I was talking about dogs with my doctor the other day, possibly the least awkward conversation I could have with the woman who not only helped my mom give birth to me, but has seen me naked numerous times since then.
I started the conversation by asking whether someone with asthma could be allergy tested to determine if it is the cat or the dog of the house that is affecting their asthma. As someone firmly in the dog-lover camp (she was a dachshund breeder for a number of years), she assured me it was almost guaranteed to be the cat, but that, yes, there are allergy tests for that. The same tests, in fact, that confirmed that Doodle is somewhat allergic to dogs, very allergic to cats, extremely allergic to hamsters, and hazardously allergic to Yellow Jackets (the bee, not the fashion accessory – those, I found out in my last daytime-TV viewing session, are ‘in’ this season, in case you were wondering, and unlikely to cause Doodle to be asphyxiated), in a ‘carry around an epipen’ kind of way.

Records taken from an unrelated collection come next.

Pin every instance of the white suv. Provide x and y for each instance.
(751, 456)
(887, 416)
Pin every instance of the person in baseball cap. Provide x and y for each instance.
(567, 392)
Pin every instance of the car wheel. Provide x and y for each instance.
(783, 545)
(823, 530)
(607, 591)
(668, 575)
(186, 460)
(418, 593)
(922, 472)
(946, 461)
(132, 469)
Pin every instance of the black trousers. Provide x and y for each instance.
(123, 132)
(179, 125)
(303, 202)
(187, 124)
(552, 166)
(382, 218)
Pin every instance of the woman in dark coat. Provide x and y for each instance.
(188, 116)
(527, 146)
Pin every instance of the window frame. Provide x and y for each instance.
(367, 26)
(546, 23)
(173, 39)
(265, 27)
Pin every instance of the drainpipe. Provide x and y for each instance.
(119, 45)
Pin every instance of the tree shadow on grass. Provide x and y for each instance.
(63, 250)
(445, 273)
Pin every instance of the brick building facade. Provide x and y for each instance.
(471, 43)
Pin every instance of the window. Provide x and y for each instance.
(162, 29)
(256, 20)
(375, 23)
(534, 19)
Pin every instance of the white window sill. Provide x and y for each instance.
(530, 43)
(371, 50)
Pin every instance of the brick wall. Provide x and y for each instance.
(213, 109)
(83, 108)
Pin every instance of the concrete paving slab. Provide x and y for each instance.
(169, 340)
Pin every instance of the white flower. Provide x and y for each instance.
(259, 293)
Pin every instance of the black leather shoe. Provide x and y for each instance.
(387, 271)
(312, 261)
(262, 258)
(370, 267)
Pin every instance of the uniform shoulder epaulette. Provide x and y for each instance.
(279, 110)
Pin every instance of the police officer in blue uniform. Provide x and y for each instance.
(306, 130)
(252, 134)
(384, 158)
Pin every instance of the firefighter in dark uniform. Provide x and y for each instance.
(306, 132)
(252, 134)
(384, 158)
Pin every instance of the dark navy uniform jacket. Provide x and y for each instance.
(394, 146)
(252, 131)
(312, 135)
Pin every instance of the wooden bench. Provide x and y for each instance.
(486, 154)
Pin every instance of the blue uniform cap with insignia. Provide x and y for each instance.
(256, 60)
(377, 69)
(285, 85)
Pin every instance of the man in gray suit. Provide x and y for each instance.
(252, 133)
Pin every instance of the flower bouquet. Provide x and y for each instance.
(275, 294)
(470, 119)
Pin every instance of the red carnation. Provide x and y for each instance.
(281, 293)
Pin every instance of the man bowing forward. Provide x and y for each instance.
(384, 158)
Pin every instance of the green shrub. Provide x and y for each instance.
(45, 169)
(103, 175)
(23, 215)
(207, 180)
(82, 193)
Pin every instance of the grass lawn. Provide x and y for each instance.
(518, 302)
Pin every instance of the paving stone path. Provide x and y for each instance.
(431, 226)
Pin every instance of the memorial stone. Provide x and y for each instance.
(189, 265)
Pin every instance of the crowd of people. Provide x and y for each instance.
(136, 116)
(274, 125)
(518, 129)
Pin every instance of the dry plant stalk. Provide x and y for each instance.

On a side-note, and with no further proof than that my doctor told me so, apparently darker coloured cats are higher in allergen. This wasn’t a valid enough argument for me getting a fluffy white evil-mastermind cat, according to my parents. I was going to name him Moriarty.
As we continued talking, I mentioned wishing that I could adopt a certain blonde dog, whose owners might possibly be considering getting rid of her, due to youngest child’s asthma. Whether it’s actually the asthma that’s making them decide this, or the fact that it’s been two weeks since I’ve walked the poor thing due to ankle issues, and she might just be a whirling dervish by now, I don’t know. More on that drama later. It would, however, require me to get my own place in quite short order, since my parents aren’t interested in a second dog, let alone a first.
My doctor was a bit surprised. Are you going to take Gwynn with you when you move out?
Well… yes. He’s my dog. (side note: it is amazing how many times I’ve had that question asked of me… people seem genuinely surprised at the idea of the person who walks, feeds, grooms, takes to vet, pays for all aspects of doggy ownership, and vacuums up the mini-Gwynn tumbleweeds would be the one to keep the dog when she moves out.)
Your parents are really going to miss him.
This is when I found out that the last time my dad was in, he took advantage of using this least-awkward-conversation-topic, too. He spent his last checkup showing the doctor pictures of a certain orange fluffy grandchild.
Added to the times I’ve approached the kitchen and stopped out of sight to listen to my Dad’s conversations with Gwynn (are you a good boy? You are a good boy. You get cheese! Good boy! Good dogs like you get cheese! … or whatever food he happens to be chopping, if it’s dog-safe ), my dad’s rep as ‘not a dog person’ is pretty much toast.
Well, now we know who the favourite is.